Osiander will die Partys künftig auch für Firmen anbieten

Am Ende der fast dreistündigen Veranstaltung scharen sich die Gäste um den Tisch, auf dem die Bücher ausgestellt sind. Manche haben zwei Exemplare in der Hand, andere sogar einen ganzen Stapel. Riethmüller hat keine Kasse dabei, gezahlt wird auf Rechnung, die wenige Tage später per Post zugestellt wird. „Wir wollen es unseren Kunden so bequem wie möglich machen und ihnen bargeldloses Einkaufen ermöglichen“, sagt er.
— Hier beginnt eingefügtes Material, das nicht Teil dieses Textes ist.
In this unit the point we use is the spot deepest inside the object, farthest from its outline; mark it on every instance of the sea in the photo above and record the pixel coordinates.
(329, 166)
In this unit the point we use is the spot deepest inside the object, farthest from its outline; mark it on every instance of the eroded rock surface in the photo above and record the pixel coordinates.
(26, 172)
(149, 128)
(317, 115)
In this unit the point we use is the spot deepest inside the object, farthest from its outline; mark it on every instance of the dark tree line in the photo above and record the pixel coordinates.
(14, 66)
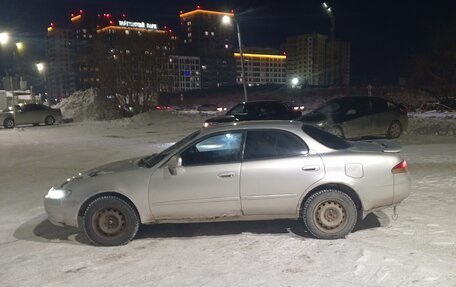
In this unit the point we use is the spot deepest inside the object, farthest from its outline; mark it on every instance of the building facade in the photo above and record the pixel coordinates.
(60, 72)
(204, 35)
(306, 59)
(338, 63)
(84, 26)
(131, 56)
(183, 73)
(261, 69)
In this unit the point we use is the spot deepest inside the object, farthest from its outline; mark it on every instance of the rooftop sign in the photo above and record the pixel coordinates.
(140, 25)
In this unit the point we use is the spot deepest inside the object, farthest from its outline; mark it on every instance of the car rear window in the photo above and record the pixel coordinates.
(325, 138)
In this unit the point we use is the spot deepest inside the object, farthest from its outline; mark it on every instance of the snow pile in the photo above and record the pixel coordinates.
(87, 105)
(439, 124)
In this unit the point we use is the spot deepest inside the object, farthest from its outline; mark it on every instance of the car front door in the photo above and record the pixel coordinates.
(276, 170)
(205, 186)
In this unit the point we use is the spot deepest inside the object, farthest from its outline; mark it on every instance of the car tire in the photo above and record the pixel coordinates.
(337, 131)
(394, 130)
(110, 221)
(329, 214)
(8, 123)
(49, 120)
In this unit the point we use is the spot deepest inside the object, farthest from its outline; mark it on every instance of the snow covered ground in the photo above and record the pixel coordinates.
(418, 249)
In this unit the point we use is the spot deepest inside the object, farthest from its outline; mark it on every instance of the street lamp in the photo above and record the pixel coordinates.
(294, 82)
(226, 20)
(4, 38)
(40, 67)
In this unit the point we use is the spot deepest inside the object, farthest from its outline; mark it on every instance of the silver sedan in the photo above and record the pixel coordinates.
(243, 171)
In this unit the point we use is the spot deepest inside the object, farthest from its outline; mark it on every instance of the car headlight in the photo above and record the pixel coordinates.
(57, 193)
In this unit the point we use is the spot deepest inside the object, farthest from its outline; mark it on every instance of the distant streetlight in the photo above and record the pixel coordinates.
(40, 67)
(294, 82)
(20, 46)
(226, 20)
(4, 38)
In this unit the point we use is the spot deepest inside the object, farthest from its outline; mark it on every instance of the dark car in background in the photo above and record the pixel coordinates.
(30, 114)
(356, 117)
(256, 110)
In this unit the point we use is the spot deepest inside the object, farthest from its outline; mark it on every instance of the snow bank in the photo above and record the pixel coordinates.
(87, 105)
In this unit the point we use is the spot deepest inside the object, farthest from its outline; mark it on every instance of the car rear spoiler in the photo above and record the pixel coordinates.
(387, 145)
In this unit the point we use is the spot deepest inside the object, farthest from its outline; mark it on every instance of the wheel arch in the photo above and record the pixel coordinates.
(89, 200)
(343, 188)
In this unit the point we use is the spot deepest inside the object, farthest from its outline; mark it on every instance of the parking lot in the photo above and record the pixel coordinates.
(417, 249)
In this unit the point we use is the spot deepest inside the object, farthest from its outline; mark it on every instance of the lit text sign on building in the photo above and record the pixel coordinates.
(141, 25)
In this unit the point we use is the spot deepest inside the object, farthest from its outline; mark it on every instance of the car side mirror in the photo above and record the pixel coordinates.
(174, 164)
(351, 112)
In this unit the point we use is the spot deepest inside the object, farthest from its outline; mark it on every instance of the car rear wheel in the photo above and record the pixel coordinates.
(329, 214)
(8, 123)
(337, 131)
(110, 221)
(394, 130)
(49, 120)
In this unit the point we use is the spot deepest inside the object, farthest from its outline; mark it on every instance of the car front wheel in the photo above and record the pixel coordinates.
(49, 120)
(8, 123)
(329, 214)
(110, 221)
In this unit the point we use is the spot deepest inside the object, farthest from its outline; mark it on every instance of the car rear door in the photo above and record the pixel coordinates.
(276, 170)
(357, 118)
(207, 184)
Die Idee, die Bücher gleich mitnehmen zu können und später zu bezahlen, will der Buchhändler auch bei künftigen Bücherpartys beibehalten.

Mit dem Ergebnis des Erstversuchs zeigt sich der Chef der mehr als 400 Jahre alten Buchhandlung sehr zufrieden: „Wir haben knapp 2000 Euro Umsatz gemacht“, sagt Riethmüller. So habe jeder Gast an diesem Abend im Durchschnitt für 140 Euro eingekauft. „Das würden wir im Laden oder im Internet nie hinbekommen“, sagt der Buchhändler. In einer Osiander-Filiale gebe jeder Kunde im Mittel 15 Euro aus.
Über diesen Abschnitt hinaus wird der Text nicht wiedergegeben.